Astiz se presentó en las rondas de las Madres, en Plaza de Mayo. Poco a poco, simulando ser hermano de un detenido, comenzó a penetrar en el grupo. Es importante entender la fragilidad de las madres en aquel momento, su inexperiencia y según las palabras de Norita, su ingenuidad. Astiz, con la astucia de una víbora logró acercase a Azucena. Caminaba del brazo con ella, susurraba a su oído, iba a su casa, escuchaba y recopilaba información. Según declaró Norita, en algunas ocasiones Astiz era acompañado por una muchacha delgada, pálida, tímida y retraída, que él presentaba como su hermana. Esta mujer era Silvia Laybarú, una de las tantas detenidas por los grupos de tareas, que era explotada sexualmente dentro de los ámbitos de los oficiales. Gracias a su valiente testimonio, los delitos sexuales dentro los crímenes de lesa humanidad, comenzaron a ser considerados con especial atención por su carácter violento y perverso. Muchas mujeres y también hombres, han conservado estos abusos sistematizados dentro de sus cuerpos, intentando encontrar palabras, y en algunos casos oídos.

Fue Astiz el que entregó al grupo. Este “ángel rubio”, como lo definían las madres en aquel entonces, se transformó, o sería mejor decir se reveló como un ángel de la muerte.

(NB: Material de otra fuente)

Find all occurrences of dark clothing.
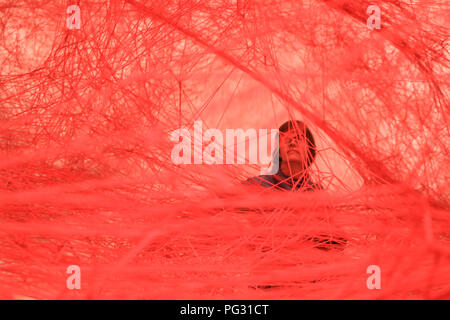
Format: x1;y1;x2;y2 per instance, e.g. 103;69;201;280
246;170;322;191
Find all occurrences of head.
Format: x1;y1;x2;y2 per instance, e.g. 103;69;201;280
279;120;316;170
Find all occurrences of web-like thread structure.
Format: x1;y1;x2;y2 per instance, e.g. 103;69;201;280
0;0;450;299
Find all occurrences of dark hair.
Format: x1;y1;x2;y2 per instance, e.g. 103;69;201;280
278;120;316;167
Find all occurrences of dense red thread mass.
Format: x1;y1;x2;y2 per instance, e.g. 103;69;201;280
0;0;450;299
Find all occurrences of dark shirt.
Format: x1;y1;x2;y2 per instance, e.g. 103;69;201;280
246;170;322;191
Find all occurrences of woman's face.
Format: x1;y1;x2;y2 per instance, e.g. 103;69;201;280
279;128;308;165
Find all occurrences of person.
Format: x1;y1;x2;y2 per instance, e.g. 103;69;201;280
245;120;322;191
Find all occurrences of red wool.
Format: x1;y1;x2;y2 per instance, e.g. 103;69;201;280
0;0;450;299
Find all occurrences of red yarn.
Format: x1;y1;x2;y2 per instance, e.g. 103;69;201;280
0;0;450;299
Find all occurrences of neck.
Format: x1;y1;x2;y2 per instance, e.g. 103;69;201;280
280;161;305;179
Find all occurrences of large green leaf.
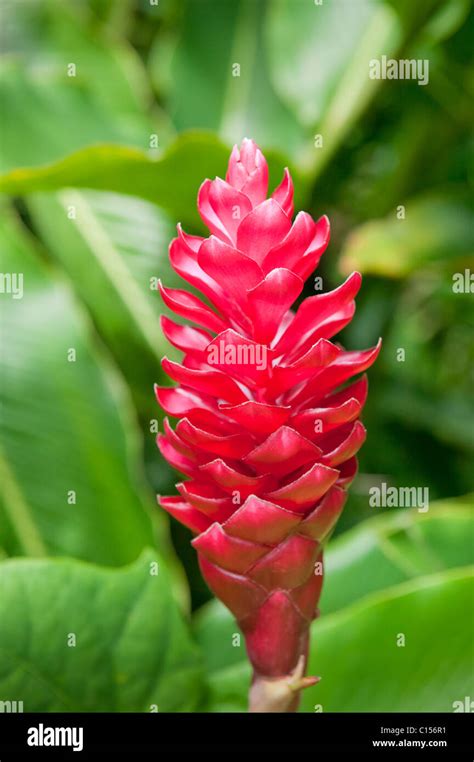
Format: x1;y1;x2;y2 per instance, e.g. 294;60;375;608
195;498;474;671
266;0;402;174
209;569;474;712
0;132;305;228
0;0;170;169
340;196;474;278
0;551;202;712
27;188;182;420
151;0;307;154
0;205;170;564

Entre la mañana del 8 y la tarde del 10 de diciembre, los grupos de tareas secuestraron a los 12 miembros del grupo. Fueron llevados a las instalaciones de la ESMA, donde fueron brutalmente torturados. Las monjas, además fueron víctimas de un montaje. Los represores las obligaron a sacarse fotos, sentadas con una bandera de Montoneros de fondo. Esta imagen sirvió para culpar de su secuestro a la organización guerrillera. Este dato es muy importante para tener en cuenta a la hora de analizar muchos de los hechos de violencia que recién hoy en día tienen un correcto nombre: “atentados de falsa bandera”.

Durante la jornada del 14, fueron lanzados vivos al mar, en uno de los tantos ‘vuelos de la muerte’. Sus cuerpos, aparecieron días más tarde flotando en las costas, y ante este hecho, este notorio hecho, los medios masivos de comunicación y varias agencias internacionales, entre ellas la dependiente de la Embajada de los Estados Unidos, hicieron la vista gorda y permitieron que, por segunda vez, el aparato represivo desapareciera a estas víctimas. Sus cuerpos, ya sin vida, fueron enterrados clandestinamente en un cementerio de General Lavalle. Recién en el año 2005, serían identificados por el Equipo Argentino de Antropología Forense. Hoy, las cenizas de Azucena Villaflor, reposan en la base de la pirámide de Plaza de Mayo.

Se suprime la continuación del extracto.